There are a number of important churches in Bologna but the one that impressed us was Santo Stefano which is a complex of different churches, cloisters and courtyards. The complex contains a small chapel dedicated to Italian Airmen who have fought in wars and either lost their lives or have more recently passed away. The walls are covered with photos of these men many of which were only in their early 20's when they died .

Of course, the other thing Bologna is known for is food and it's all true, the food here is great. Some of the places we ate at were Ristorante Cesarina in the city centre, traditional Italian food, nice atmosphere and good value; Ristorante Bitone Enoteca, more up market but great service and food and beautiful décor (see photos below including one with the owner) and Il Sellaio, a fantastic pizza restaurant very close to our hotel.

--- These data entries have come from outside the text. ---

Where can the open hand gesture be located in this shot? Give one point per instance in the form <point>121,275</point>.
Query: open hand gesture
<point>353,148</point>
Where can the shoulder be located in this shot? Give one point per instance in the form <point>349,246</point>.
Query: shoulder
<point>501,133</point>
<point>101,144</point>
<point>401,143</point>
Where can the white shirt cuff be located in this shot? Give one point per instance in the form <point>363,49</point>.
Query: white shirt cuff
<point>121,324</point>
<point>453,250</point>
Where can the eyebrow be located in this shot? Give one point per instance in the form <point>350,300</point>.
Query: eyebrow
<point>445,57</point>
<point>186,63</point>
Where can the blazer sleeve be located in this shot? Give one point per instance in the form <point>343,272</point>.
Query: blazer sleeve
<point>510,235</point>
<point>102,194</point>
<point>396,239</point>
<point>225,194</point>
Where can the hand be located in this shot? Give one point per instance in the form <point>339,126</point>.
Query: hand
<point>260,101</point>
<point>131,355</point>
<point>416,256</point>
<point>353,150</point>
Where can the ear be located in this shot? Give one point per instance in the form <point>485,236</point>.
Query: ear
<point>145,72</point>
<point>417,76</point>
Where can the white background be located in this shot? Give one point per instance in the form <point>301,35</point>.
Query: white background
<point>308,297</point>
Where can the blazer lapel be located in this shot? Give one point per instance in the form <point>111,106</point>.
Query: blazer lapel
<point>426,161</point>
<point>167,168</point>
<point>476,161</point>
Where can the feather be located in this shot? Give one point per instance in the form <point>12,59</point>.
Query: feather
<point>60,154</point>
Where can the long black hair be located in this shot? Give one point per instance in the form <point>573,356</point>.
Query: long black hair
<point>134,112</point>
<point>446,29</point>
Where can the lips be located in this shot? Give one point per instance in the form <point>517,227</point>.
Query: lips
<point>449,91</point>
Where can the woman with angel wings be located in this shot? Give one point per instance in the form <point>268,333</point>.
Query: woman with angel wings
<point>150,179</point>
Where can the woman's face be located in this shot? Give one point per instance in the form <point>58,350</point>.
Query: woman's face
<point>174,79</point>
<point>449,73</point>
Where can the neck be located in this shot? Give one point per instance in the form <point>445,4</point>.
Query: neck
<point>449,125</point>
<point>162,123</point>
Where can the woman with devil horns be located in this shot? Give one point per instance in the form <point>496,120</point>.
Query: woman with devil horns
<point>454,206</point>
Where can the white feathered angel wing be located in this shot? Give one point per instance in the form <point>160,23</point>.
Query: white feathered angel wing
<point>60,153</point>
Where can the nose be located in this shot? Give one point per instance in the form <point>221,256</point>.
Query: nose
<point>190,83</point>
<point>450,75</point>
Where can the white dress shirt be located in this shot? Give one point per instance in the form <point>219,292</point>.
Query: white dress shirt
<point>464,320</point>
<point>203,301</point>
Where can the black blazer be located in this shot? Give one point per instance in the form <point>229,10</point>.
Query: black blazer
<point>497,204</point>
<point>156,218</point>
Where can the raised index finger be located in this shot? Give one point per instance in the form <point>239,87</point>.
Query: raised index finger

One highlight of our stay was a walk to the Santa Luca Basilica. This is a church on top of a hill outside of the city which is reached along a 3.5 km portico straddling the hillside. This portico has 666 arches, too many steps to count and is about 350 years old. It took us about 2 hrs to walk to the top from our hotel although the actual walk up the hillside was about 1 hr. Great views from the top except of the old town - very clever these places, they build the churches so they get the best view and can sell you the postcards. The interior is spectacular and they actually allow you to walk right up to and through the high alter which is very unusual.

The other thing that has to be mentioned is the amount of graffiti all over the place but surprisingly it is not on the landmark buildings, it is mainly on shop shutters and the like. Some clever shop keepers have in fact had their shutters painted by graffiti artists so they are no longer targets.